New York, BlackRock runs a gold fund fastest growing today. Size is about 100 shares for each ounce of gold, up from 10 per ounce actions created by the World Gold Council Foundation.

Thus, the iShares Gold Trust makes it possible for day traders or college students to play the gold market for about $ 13.44. That's less than the cost of a pepperoni pizza delivered 16-inch to a residence in Chicago.

Day Trader

A day trader like James "Pat" King, 25-year-old finance graduate of Boston University who began working in the basement at the home of his parents in Lincoln, New Jersey, after losing his work on Wall Street in August 2009.

King had invested in the fund SPDR Gold in April of that year on the advice of his father who was "very suspicious that the federal government and its ability to make money appear out of nowhere," he says. He argues that investment, while equity trading iShares Gold Trust BlackRock more often, hoping to capitalize on price swings driven metal news.

Sure how will you know when to sell their gold holdings principal.

"There is so much uncertainty in the ground state of the macroeconomy," he said. This translates into "a big money pouring gold from the sidelines, even mothers-and-pops and high net worth individuals want a piece of it."

"Yellow Elephant '

World Bank President Robert Zoellick has suggested that the Group of 20 countries should consider the use of gold as an international benchmark of market expectations on inflation, deflation and currency futures values, as world monetary system reform.

"Gold is the elephant in the room yellow," Zoellick said on 10 November. "Markets are already using gold as an alternative monetary asset, because the confidence is low."

Byron Wien, senior vice president of Blackstone Advisory Partners LP, said he is recommending institutional portfolios 5 percent of assets in gold. That has come as a surprise to some clients. He says he has run out of conference rooms.

"People think it is just another bubble or is not real," he said.

Wien said he sees gold reaching $ 1,500 within two years, although any potential price increase is less important than having a safety net. "I am recommending gold as a kind of insurance policy against calamity in financial assets," said Wien, 77.

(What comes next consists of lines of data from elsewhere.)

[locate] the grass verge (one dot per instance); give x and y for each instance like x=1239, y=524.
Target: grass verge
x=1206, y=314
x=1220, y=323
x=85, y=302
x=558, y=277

While Soros has called a golden bubble, not out of the market.

SPDR Gold was the largest single celebration of Soros Fund as of September 30, according to a filing with the SEC. The fund purchased 5,000,000 shares of the iShares Gold Trust, the filing shows.

"Where Are You '

"It's all a matter of where you are in that bubble," said Soros, 80, in a speech at a meeting organized by the Canadian International Council in Toronto on November 15. "Current conditions in real deflationary pressures and the fear of inflation is quite ideal for gold to rise."

"The big downside is that many people know this and a lot of hedge funds are heavily exposed," added Soros. He declined an interview request for this article.

Siegel, finance professor at Wharton, says he is skeptical about the metal in the long term, especially for small investors. He believes it will have a hard time judging when to buy and sell.

His research shows gold has underperformed stocks, bonds, bills and even real estate in the long term. It has a total real returns of 0.6 percent per year since 1802, compared with 6.6 percent for stocks, 3.6 percent for bonds and 2.8 percent for bills. One of the things he has won gold only is the dollar, said Siegel.

Unlike assets like oil and wheat consumed on the basis of economic factors, the real value of gold is difficult for ordinary investors to judge, "said Siegel. Its value is often determined by the fear of inflation or financial collapse, he said.

"If you can judge these investors assess fears, you'll do well," he said.